They regulate the climate in our cities and along our streets and ensure that no heat islands develop on asphalted surfaces. But it is precisely there that trees are exposed to extreme conditions that they increasingly fail to survive.
It is a cloudy summer day when our Smart car turns into a side street not far from the Park and Ride in Junglinster at the same time as the bright orange truck of the road administration (Administration des Ponts et Chaussées). Road workers are here today, to remove the scrawny branches of a tree that – like so many others – has not survived the drought of the past summers unscathed. It is not yet completely dead, but unfortunately it can no longer be saved.

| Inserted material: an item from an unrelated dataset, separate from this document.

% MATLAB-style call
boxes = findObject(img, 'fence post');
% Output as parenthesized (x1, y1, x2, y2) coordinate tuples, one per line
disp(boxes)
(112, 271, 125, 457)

"Its end is foreseeable, " says Ben Goebel, head of the tree pruning team (officially "équipe d'élagage") of the road administration. While his team spreads out on the lifting platform of the truck and around the tree in appropriate protective clothing, he explains to us exactly what work is ahead. The tree that is about to be pruned in front of us is a red-leaved Norway maple, he says. "It's a tree widespread in Central Europe that actually copes well with the climate conditions. However, this one has suffered a lot due to various factors." The thick branches are starting to dry out and the bark is peeling off – all signs that the tree is a road hazard. "That's why we have to react, we have to prevent branches from falling onto the road at all costs." So the tree-trimming team sets to work sawing off the scrawny branches in preparation for its removal. The tree will not be cut down completely today.